Strategic Fit and Value Creation
Jason Pigott, President and CEO of Vital Energy, expressed his enthusiasm for the acquisition, highlighting its strategic fit and potential for value creation.
He emphasized the company’s proven ability to capture, integrate, and maximize value from acquired assets through optimized development plans, cost reduction, and efficient operations.
Financial Details and Funding
To finance the acquisition, Vital Energy intends to utilize a $600 million bridge loan and has expanded its credit facility to $1.5 billion. The company also plans to increase its quarterly dividend by 25% starting in the third quarter of 2024.
Attractive Valuation and Positive Impact on Financial Metrics
The transaction is priced at approximately 2.4x the next 12 months (NTM) Consolidated EBITDAX, which compares favorably to Vital Energy’s current valuation and recent transactions in the basin.
The purchase price is largely supported by the value of proved developed producing reserves and eight work-in-process wells, with a PV-10 estimated by Ryder Scott at $742 million and $71 million, respectively.
The deal is projected to improve key financial metrics, including a significant increase in NTM Adjusted Free Cash Flow and NTM Consolidated EBITDAX.
High-Return Inventory and Oil-Weighted Production
The acquired assets offer high-return inventory and oil-weighted production, with 68 gross inventory locations (49 net) and an estimated average breakeven oil price of $47 per barrel NYMEX WTI.
The assets include approximately 16,300 net acres and net production of about 30,000 barrels of oil equivalent per day (67% oil) as of the effective date.
Hedging Strategy and Leverage Reduction
Robust hedging measures have been implemented to support cash flows and leverage reduction targets. Vital Energy has recently hedged a considerable portion of its expected 2025 oil production.
Leverage is estimated to be around 1.5x at closing, with a reduction anticipated to approximately 1.3x within 12 months, based on current commodity prices.
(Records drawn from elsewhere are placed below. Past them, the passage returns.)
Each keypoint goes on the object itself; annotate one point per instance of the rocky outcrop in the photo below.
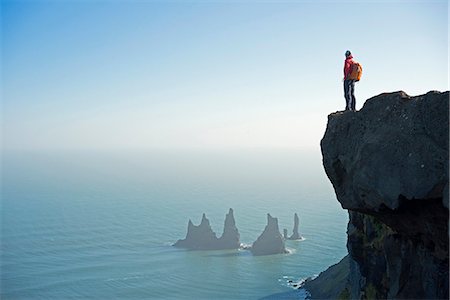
(388, 164)
(202, 237)
(230, 235)
(270, 241)
(295, 235)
Expanding Delaware Basin Presence
The acquisition will significantly expand Vital Energy’s position in the Delaware Basin by roughly 25%, making the Delaware Basin responsible for over one-third of the company’s oil production.
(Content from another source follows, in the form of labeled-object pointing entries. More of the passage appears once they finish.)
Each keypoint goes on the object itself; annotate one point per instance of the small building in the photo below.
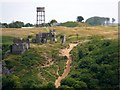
(43, 37)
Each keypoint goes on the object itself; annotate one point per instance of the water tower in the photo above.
(40, 16)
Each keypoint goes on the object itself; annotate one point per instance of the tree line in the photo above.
(91, 21)
(16, 24)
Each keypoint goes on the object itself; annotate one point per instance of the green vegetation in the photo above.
(95, 66)
(70, 24)
(6, 41)
(94, 63)
(97, 20)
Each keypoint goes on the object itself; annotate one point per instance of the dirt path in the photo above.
(65, 52)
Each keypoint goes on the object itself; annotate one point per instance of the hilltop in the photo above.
(42, 64)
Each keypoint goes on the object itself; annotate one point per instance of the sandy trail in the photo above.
(65, 52)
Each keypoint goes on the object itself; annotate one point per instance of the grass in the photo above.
(28, 65)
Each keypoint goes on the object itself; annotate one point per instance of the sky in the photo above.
(61, 10)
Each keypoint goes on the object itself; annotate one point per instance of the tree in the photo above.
(53, 21)
(80, 18)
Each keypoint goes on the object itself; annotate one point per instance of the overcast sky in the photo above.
(61, 10)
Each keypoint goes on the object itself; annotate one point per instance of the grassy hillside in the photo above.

Over the past 15 months, Vital Energy has established a high-quality core operating position in the Delaware Basin, complementing its substantial Midland Basin holdings.
Post-Acquisition Development Plans
Following the acquisition, Vital Energy plans to moderate development activities compared to Point’s recent program, which included a 15-well package that led to elevated production rates.
No new wells are planned before the transaction closes, resulting in an estimated 50% decline in daily production from peak rates in April 2024.
Fourth Quarter 2024 Production and Investment Outlook
Production from the Point assets in the fourth quarter of 2024 is expected to average around 15.5 MBOE/d (64% oil).
Vital Energy anticipates investing approximately $45 million in the new properties during the fourth quarter, operating one drilling rig and completing seven wells.
A one-rig development program is projected to drill and complete 12 wells over a 12-month period, resulting in total production of about 15.0 MBOE/d (64% oil) and capital investments of roughly $100 million.